9 de mayo de 2008, viernes

Escucho una cuña en la radio que anuncia el título de un libro: “Pensar por pensar”, de los profesores Cruz y Delgado.

El ajetreo diario arrincona el saludable ejercicio de “pensar”, pienso. De pensar -digo- por el placer de hacerlo; dando rienda suelta al hilo que conduce hasta el cabo para llegar al corazón de la madeja.

Perder el hábito de pensar por pensar, es mala cosa. Nos esforzamos cada día para que llegue la bendita hora de apagar la última luz, y no hayamos sucumbido en el intento de haber sobrevivido a la jornada.
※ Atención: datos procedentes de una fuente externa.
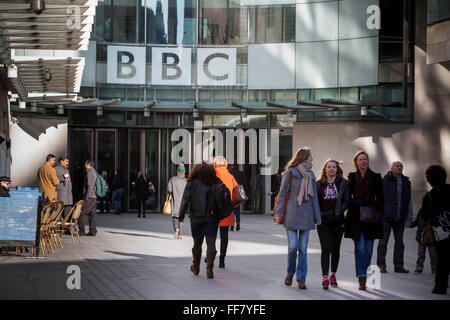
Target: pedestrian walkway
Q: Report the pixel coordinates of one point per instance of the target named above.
(135, 258)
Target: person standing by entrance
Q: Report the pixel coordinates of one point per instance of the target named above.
(397, 216)
(203, 225)
(64, 187)
(366, 190)
(220, 165)
(334, 198)
(240, 178)
(302, 212)
(118, 188)
(436, 211)
(90, 201)
(47, 178)
(141, 189)
(176, 187)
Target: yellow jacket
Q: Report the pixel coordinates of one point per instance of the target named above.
(48, 181)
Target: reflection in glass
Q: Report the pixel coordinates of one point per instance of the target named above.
(171, 21)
Y, ¿qué, si ocurriera? ¿Qué no habremos pensado hasta ese día?

Yo ahora pienso, que tengo la cena lista; y pienso de dónde he sacado las ideas para lucirme esta noche de viernes. Una noche especial en la Casa del Poble porque celebramos el cumple de Make y de Ricardo.

Y pienso en Make, y en Ricardo. Y el hilo me vuela de las manos y se enmaraña en la madeja. Y recuerdo algunos gestos de Ricardo, y su testimonio honesto. O ese beso que me brinda en la mejilla cada vez que nos encontramos. Y su férrea convicción republicana que le preside el pecho de colores rojo, amarillo y morado.

Y tira el hilo, que se desliza solo cuando llega Make. Make, la sonrisa amplia y el juego de las palabras. Y ganas: de aprender, de seguir, de avanzar. Con perspicacia, con audacia. Una simpatía franca que alivia. Siempre.

Pensar por pensar que Fiona está llegando, y que la abrazaré para comérmela a besos. Y abrirá su habitación y encontrará una sorpresa, porque pensando por pensar pensé que la edición limitada de la recopilación de Camarón la hará brincar de alegría.

Pues eso, que yo lo sigo haciendo: pensar por pensar.